I'm sure this probably is too much for most areas, for our customer it was a success.

nerd.

elektrodish




msg:3365680
 7:12 pm on Jun 12, 2007 (gmt 0)

By forcing registration, you're increasing the likelihood of a transaction not to take place. Registrations can be barriers, especially for sites that sell products that are usually a one-time only purchase.

Still, there are benefits to having the customer register, so by providing the avenue if the customer so desires is a good practice.

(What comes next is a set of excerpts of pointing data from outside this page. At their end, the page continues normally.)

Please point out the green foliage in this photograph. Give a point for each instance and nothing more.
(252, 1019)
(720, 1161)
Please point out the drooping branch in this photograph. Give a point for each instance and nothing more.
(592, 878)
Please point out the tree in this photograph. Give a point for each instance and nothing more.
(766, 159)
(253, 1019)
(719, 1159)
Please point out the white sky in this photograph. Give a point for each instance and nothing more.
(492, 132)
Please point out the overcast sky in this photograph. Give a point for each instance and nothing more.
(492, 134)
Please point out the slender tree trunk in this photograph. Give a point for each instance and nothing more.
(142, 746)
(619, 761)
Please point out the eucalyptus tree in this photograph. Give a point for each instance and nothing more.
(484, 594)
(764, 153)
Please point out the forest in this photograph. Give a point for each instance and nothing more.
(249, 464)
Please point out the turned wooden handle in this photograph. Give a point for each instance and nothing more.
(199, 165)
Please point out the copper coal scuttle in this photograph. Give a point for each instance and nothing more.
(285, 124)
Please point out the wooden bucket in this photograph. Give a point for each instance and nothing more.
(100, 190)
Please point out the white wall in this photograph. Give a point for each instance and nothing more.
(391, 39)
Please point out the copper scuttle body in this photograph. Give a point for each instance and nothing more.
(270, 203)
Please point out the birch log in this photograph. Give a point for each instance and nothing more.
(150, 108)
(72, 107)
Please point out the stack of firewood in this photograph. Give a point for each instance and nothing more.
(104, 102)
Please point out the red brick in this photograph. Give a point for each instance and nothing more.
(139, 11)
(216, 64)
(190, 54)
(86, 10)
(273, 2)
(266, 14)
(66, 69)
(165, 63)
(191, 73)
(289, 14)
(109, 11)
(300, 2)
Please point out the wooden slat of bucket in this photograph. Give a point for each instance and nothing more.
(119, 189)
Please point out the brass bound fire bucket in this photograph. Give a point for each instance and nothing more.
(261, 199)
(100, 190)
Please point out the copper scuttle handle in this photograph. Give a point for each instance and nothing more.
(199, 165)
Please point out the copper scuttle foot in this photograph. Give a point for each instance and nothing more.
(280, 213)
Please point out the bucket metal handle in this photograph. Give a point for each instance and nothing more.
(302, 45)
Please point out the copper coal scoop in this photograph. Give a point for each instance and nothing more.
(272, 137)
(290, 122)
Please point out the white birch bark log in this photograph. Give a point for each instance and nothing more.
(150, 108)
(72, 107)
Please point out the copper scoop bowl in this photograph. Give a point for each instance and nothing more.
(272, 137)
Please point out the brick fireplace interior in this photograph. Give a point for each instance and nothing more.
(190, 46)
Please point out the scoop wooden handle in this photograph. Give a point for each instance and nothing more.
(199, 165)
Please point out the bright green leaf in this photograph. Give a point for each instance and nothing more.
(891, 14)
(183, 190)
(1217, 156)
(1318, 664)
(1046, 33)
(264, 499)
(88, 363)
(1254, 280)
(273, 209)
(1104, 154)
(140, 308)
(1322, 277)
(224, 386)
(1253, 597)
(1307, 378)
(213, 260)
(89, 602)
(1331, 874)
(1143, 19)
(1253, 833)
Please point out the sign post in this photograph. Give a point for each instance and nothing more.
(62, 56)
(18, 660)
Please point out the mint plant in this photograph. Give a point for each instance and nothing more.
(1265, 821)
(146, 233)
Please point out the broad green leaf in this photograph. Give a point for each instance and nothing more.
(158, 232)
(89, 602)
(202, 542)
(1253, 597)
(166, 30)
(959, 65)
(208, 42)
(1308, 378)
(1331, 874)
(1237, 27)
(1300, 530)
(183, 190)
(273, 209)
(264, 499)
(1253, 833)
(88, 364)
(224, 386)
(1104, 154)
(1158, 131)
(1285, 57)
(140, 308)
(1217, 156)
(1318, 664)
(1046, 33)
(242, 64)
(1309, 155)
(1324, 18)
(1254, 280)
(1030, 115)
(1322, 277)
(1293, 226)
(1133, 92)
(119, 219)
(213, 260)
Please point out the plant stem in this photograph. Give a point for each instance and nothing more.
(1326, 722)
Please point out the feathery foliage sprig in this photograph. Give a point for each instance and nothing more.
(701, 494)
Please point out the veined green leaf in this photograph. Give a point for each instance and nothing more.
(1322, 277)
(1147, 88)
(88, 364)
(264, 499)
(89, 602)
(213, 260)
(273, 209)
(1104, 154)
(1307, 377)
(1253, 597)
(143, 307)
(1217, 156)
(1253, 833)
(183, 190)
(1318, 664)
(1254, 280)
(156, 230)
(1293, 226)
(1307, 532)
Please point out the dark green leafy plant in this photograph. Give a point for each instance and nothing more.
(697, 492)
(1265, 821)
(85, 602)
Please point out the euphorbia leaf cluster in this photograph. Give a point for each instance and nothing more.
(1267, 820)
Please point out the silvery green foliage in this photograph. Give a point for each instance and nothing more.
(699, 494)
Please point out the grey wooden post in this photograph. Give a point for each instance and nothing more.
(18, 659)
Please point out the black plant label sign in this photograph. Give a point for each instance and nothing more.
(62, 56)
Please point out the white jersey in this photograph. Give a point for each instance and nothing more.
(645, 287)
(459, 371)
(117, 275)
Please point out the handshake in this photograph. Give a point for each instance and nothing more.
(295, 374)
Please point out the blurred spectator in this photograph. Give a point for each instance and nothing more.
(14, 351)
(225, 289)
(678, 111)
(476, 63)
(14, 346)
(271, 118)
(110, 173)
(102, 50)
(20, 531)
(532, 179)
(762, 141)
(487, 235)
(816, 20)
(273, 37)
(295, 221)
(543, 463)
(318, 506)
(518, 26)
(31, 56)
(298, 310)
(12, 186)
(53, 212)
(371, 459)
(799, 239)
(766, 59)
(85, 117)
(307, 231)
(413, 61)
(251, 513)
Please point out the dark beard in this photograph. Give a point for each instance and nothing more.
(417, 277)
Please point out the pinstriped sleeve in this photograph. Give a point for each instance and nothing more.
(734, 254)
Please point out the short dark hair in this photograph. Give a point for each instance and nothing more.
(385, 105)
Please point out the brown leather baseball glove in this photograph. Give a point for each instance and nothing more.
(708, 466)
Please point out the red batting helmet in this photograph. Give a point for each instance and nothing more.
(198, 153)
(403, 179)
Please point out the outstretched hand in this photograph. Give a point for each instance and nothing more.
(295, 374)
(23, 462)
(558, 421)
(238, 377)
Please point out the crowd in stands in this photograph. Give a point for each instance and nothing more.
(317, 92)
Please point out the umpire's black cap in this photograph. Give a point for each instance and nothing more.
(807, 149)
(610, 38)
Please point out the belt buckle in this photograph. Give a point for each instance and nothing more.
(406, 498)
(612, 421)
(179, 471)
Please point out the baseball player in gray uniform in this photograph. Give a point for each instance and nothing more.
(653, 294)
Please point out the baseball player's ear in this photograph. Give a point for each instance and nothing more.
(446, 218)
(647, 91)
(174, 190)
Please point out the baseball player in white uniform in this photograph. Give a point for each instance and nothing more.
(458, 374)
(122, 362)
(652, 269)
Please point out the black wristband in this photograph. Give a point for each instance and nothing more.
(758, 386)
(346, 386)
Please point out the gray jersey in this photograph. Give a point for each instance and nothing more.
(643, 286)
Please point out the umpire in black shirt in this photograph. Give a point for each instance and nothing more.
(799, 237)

Some stores provide new customers the option to register AFTER the transaction has completed. It then stores the information that was used for the purchase.

Tonearm




msg:3365690
 7:20 pm on Jun 12, 2007 (gmt 0)

This thread has me considering removing registration entirely. Average order size is $30 and I'm not selling consumables. Truthfully, my "Account Features" are really weak at this point. I may add to them at some point, but for simplicity's sake, I wonder if I would be better off removing the entire thing.

Would anyone be turned off by not having the option to register?

the_nerd, you have me considering making the email address optional too....

the_nerd




msg:3365710
 7:34 pm on Jun 12, 2007 (gmt 0)

Tonearm,

the_nerd, you have me considering making the email address optional too....

That might be a good idea ...

I think of telling customers:

look, we don't really need or want your email-address.

But if you decide to tell us your email address, we can (pls. check what you'd like)
0 let you know when we get your payment
0 let you know when your order is shipped, and we
0 can inform you if something should go wrong
0 and if you really like, you can even receive our newsletter that is sent out twice a year. No more.
your email address: [ ]

I wouldn't "pre-check" any of the checkboxes, let the customer decide.

incrediBILL




msg:3365713
 7:40 pm on Jun 12, 2007 (gmt 0)

Registering just to track orders is SILLY...

You can include a link to an order tracking page in the order notification email that contains the ORDERID. All the customer has to do is click that link, then type in their email address to confirm it's them to see the order status.

No registration required.

Besides, most people don't use those silly wish lists unless it's a bridal or baby registry. Sites like Amazon are different as they're doing wish lists more as a social media thing opposed to some lone web site with 20 customers a day with a 'wish list' - yawn.

FWIW, if I can't checkout without registering, you just lost that sale.